Sanoh: Obrigado! Esse capital é mais do que uma reserva de emergência; é uma validação externa por parte do maior emissor de stablecoins do mundo e fundos bem-respeitados. Uma tranche de 3 milhões de dólares em capital próprio liderada pela Tether, com a participação da Polymorphic Capital e TRIVE Digital, financiará contratações para produtos e conformidade. A linha de liquidez de 7 milhões de dólares triplica o tamanho do pool de stablecoins que avançamos para os parceiros, permitindo-nos financiar aproximadamente 250 milhões de dólares em volume anual de operação, sem precisar bloquear dinheiro em cada mercado.
P: A MANSA alcançou mais de 37% de crescimento mês a mês em apenas seis meses — o que acha que impulsionou essa tração explosiva, especialmente na África?
Sanoh: Primeiro, a escassez de liquidez em moeda estrangeira em mercados como Nigéria e Gana tornou uma infraestrutura de liquidação instantânea atraente; a Naira, por exemplo, enfrentou um backlog de FX de 7 bilhões de dólares no início de 2024. Segundo, um modelo baseado em API permite que novos provedores de serviços de pagamento acessem crédito em stablecoin em um dia, o que faz com que as referências se espalhem rapidamente. Terceiro, reduzimos o custo médio de operações de FX e tesouraria de cerca de 6,5% para menos de 2%, entregando uma margem que os CFOs africanos podem medir em semanas, não em trimestres.
P: Sua plataforma utiliza stablecoins como USDT para simplificar pagamentos transfronteiriços. Como essa abordagem resolve os desafios de liquidez e liquidação enfrentados pelos sistemas tradicionais?
Sanoh: Os PSPs convencionais precisam pré-financiar contas Nostro em cada destino, o que prende capital de giro e estende o prazo de liquidação para T+2. A MANSA fornece USDT ao parceiro receptor no momento em que a transação é iniciada, faz a conciliação de posições na blockchain e realiza a troca de FX uma vez por dia, transformando o processo em fluxo de caixa no mesmo dia, enquanto ainda oferece pagamentos em moeda fiduciária aos clientes.
P: Como sua experiência em finanças tradicionais e Web3 influenciou o design e a direção das soluções da MANSA?
Sanoh: Passei meus anos formativos trabalhando em Investment Banking e Private Equity em Hong Kong e, posteriormente, liderando investimentos na Adaverse, focada em fintechs emergentes. Essas funções mostraram onde os bancos perdem dinheiro com float e custos de conformidade. Gerenciar a Cassava Network depois revelou como stablecoins e contratos inteligentes podem eliminar esses obstáculos. A MANSA é simplesmente a camada institucional de proteção em torno dessas primitivas Web3.

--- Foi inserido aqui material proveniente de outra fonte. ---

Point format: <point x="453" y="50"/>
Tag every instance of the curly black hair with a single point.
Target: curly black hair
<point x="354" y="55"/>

P: Você estabeleceu parcerias estratégicas na África, Ásia e América do Sul. Quão importantes são essas alianças para a capacidade da MANSA de escalar globalmente?
Sanoh: São essenciais. Um pacto de liquidez com a Nigéria, a Bitmama, abriu de uma só vez dezoito mercados africanos, enquanto acordos semelhantes no Brasil e nas Filipinas eliminaram a necessidade de subsidiárias locais. Uma vez integrado um parceiro de pagamento, o custo incremental para abrir um novo corredor cai quase a zero, transformando cada nova aliança em um efeito de rede exponencial.
P: Com o último financiamento, vocês estão expandindo para a América Latina e Sudeste Asiático. Por que essas regiões e que oportunidades ou desafios vocês prevêem lá?
Sanoh: Ambas as regiões combinam altas remessas com escassez crônica de dólares. Na Argentina, as stablecoins já representam mais da metade das compras de criptomoedas na exchange Bitso, enquanto dados do banco central do Brasil mostram que 90% dos fluxos de criptomoedas locais agora são stablecoins. Os reguladores geralmente são pró-inovação, mas com nuances, então começamos com corredores de sandbox, como Brasil para Colômbia e Cingapura para Filipinas, expandindo após consolidar um histórico de conformidade.
P: Um volume de transações de 27 milhões de dólares em apenas seis meses é impressionante — como vocês mantêm velocidade, segurança e confiabilidade à medida que crescem?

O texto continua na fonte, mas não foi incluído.